In that odd moment between school and dance ending, and true summer beginning, I am cleaning off the shelves. Currently our second, overloaded bookshelf is partly in pieces all over our back hallway. I am currently pretty content with that project.
My daughters, with only 2/3 of a summer day under their belts, are bored.
After a week of excitement, we've had a whole 24 hours at home. Yesterday afternoon we decided, due to mommy exhaustion, not to go to the church softball game. I am feeling pretty good today, and again, my eldest reminds me, my kids are bored.
However, I feel that boredom is that place between activities, that place where our minds rest and our imaginations start to work. Boredom is good.
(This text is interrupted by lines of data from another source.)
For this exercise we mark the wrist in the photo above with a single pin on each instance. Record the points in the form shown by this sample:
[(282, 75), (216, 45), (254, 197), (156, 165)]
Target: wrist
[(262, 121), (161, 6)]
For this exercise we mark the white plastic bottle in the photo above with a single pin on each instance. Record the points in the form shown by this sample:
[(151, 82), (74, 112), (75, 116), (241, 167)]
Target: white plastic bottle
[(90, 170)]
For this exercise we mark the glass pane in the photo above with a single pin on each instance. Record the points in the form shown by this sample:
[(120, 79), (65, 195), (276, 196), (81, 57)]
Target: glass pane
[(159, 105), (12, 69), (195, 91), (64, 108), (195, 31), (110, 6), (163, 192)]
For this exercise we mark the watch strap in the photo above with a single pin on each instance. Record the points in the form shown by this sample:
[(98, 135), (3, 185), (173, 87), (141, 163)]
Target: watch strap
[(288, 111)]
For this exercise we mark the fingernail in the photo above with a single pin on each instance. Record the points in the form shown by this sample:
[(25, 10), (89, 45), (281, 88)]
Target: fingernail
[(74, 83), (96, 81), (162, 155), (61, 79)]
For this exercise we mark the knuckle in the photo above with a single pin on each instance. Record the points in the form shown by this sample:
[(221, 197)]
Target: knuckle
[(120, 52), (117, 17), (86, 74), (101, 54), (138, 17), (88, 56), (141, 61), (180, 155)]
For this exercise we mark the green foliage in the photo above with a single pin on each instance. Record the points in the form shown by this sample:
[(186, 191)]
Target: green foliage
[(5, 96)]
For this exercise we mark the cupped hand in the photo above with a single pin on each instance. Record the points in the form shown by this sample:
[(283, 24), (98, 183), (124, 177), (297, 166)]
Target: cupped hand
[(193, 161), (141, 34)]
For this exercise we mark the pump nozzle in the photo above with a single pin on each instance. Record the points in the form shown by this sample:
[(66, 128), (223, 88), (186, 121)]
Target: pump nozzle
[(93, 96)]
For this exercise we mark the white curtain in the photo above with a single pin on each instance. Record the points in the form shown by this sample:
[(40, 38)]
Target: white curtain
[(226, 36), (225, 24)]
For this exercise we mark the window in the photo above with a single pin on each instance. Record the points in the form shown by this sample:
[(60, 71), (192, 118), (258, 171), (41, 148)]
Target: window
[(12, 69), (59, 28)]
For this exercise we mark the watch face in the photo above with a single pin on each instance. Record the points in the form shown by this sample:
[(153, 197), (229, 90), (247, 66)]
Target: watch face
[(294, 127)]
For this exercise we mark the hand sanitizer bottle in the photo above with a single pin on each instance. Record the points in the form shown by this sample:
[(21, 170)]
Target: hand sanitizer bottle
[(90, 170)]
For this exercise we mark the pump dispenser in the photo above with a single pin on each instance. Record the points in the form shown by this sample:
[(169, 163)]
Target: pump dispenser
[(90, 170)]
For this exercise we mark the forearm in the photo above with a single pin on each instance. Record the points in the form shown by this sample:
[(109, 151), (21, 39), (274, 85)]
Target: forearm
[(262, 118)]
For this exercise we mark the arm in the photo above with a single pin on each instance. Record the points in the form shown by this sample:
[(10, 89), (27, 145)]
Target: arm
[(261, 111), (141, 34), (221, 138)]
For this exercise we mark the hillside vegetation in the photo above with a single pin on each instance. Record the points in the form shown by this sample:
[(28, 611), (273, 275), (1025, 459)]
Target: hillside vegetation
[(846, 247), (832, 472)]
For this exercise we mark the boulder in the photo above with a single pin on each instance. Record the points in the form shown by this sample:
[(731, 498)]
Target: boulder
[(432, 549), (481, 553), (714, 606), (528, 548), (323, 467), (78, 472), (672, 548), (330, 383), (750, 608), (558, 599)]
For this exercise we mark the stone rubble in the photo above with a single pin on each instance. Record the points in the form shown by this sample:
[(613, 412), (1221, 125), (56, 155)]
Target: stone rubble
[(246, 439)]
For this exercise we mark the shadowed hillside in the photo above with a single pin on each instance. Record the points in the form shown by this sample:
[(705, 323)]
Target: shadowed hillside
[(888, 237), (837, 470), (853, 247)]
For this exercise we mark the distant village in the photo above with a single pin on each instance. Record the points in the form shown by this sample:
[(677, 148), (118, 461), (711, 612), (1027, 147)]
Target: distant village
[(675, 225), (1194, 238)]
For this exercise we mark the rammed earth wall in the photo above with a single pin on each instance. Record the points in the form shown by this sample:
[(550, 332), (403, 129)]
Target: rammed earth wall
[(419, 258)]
Boredom forces the owner of said state of mind to choose something to think about or do. Sometimes I think boredom is just a state of not getting what we want (friends at our house NOW), or not being sure of what to do next. There are always plenty of activities available around our house like: playing with sister, playing with dogs and cat, training dogs and cat to do tricks, reading, drawing, crafting, scrapbooking, beading, outdoor play on a tire swing or with hula hoops or bikes or . . . well, you get the idea.
There are also the less fun activities to choose from like: cleaning, laundry, dusting, vacuuming, weeding, and giving the dogs baths.
My youngest has wisely decided to read. If my eldest tells me that she is bored again . . . well, there are more shelves to dust.
She really wants me to call her friends' moms and make fun happen for her. I've asked her to call, and she doesn't want to . . . so I'm back to plan A. Today is a day off from all outside of the family activity. It's just us, and it's ok.
I have plans brewing in my head for writing, the worship and music meeting taking place at my house tomorrow night, homeschool planning for next year, my mom's upcoming 70th birthday party, and many other things. Boredom for me just means rest, and time for my mind to plan and daydream. Hooray for Boredom!